HatchDict: Python in YAML/JSON¶
Python objects in YAML/JSON¶
Introduction to YAML¶
YAML is a common text format used for application config files.
YAML’s most notable advantage is allowing users to mix 2 styles, block style and flow style.
Example:
import yaml
from pprint import pprint # pretty-print for clearer look
# Read parameters dict from a YAML file in actual use
params_yaml="""
block_style_demo:
key1: value1
key2: value2
flow_style_demo: {key1: value1, key2: value2}
"""
parameters = yaml.safe_load(params_yaml)
print("### 2 styles in YAML ###")
pprint(parameters)
### 2 styles in YAML ###
{'block_style_demo': {'key1': 'value1', 'key2': 'value2'},
'flow_style_demo': {'key1': 'value1', 'key2': 'value2'}}
To store highly nested (hierarchical) dict or list, YAML is more conveinient than hard-coding in Python code.
YAML’s block style, which uses indentation, allows users to omit opening and closing symbols to specify a Python dict or list (
{}
or[]
).YAML’s flow style, which uses opening and closing symbols, allows users to specify a Python dict or list within a single line.
So simply using YAML with Python will be the best way for Machine Learning experimentation?
Let’s check out the next example.
Example:
import yaml
from pprint import pprint # pretty-print for clearer look
# Read parameters dict from a YAML file in actual use
params_yaml = """
model_kind: LogisticRegression
model_params:
C: 1.23456
max_iter: 987
random_state: 42
"""
parameters = yaml.safe_load(params_yaml)
print("### Before ###")
pprint(parameters)
model_kind = parameters.get("model_kind")
model_params_dict = parameters.get("model_params")
if model_kind == "LogisticRegression":
from sklearn.linear_model import LogisticRegression
model = LogisticRegression(**model_params_dict)
elif model_kind == "DecisionTree":
from sklearn.tree import DecisionTreeClassifier
model = DecisionTreeClassifier(**model_params_dict)

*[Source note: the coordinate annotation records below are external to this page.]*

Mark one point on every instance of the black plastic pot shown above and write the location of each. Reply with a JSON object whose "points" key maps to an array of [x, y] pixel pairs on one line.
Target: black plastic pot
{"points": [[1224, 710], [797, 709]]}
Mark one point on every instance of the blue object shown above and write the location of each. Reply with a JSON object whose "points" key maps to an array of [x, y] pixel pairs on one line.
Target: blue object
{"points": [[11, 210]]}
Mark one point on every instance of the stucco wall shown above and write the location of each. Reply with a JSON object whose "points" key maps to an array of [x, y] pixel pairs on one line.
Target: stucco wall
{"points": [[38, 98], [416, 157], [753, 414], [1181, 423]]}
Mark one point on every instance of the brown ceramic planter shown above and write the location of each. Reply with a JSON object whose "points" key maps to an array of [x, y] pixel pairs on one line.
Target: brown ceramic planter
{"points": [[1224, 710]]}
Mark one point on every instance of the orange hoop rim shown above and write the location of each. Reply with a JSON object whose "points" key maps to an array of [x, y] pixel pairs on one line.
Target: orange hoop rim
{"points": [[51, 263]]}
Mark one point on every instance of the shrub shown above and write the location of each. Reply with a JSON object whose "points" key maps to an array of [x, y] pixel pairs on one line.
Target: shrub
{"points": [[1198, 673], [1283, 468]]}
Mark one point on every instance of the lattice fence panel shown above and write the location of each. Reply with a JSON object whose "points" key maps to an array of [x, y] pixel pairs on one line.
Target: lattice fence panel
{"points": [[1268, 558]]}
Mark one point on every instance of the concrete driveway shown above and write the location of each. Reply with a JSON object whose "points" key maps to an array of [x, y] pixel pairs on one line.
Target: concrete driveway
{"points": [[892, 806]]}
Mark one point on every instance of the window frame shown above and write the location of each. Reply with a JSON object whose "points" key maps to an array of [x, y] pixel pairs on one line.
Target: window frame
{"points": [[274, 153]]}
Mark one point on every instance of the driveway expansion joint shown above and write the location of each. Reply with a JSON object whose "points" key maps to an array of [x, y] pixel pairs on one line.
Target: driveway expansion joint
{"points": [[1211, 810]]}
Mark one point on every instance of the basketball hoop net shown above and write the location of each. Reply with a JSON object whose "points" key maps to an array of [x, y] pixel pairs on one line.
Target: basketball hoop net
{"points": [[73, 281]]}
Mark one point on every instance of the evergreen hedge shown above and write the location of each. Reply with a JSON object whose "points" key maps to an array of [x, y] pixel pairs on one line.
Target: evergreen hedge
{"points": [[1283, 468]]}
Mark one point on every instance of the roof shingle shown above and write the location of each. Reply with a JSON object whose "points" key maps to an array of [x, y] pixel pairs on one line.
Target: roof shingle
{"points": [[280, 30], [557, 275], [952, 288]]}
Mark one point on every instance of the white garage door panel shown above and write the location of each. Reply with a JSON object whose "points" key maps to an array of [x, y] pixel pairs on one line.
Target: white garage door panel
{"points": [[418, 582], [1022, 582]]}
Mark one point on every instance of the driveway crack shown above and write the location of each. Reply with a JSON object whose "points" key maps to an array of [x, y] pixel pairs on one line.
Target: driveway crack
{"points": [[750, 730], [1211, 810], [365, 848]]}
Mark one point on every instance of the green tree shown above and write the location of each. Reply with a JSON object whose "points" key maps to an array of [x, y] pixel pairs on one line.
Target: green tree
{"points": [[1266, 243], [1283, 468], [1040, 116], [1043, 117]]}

elif model_kind == "RandomForest":
from sklearn.ensemble import RandomForestClassifier
model = RandomForestClassifier(**model_params_dict)
else:
raise ValueError("Unsupported model_kind.")
print("\n### After ###")
print(model)
### Before ###
{'model_kind': 'LogisticRegression',
'model_params': {'C': 1.23456, 'max_iter': 987, 'random_state': 42}}
### After ###
LogisticRegression(C=1.23456, class_weight=None, dual=False, fit_intercept=True,
intercept_scaling=1, l1_ratio=None, max_iter=987,
multi_class='warn', n_jobs=None, penalty='l2',
random_state=42, solver='warn', tol=0.0001, verbose=0,
warm_start=False)
This way is inefficient as we need to add import
and if
statements for the options in the Python code in addition to modifying the YAML config file.
Any better way?
Anchor-less aliasing in YAML/JSON¶
Aliasing in YAML¶
To avoid repeating, YAML natively provides Anchor&Alias Anchor&Alias feature, and Jsonnet provides Variable feature to JSON.
Example:
import yaml
from pprint import pprint # pretty-print for clearer look
# Read parameters dict from a YAML file in actual use
params_yaml="""
train_params:
train_batch_size: &batch_size 32
val_batch_size: *batch_size
"""
parameters = yaml.safe_load(params_yaml)
train_params_dict = parameters.get("train_params")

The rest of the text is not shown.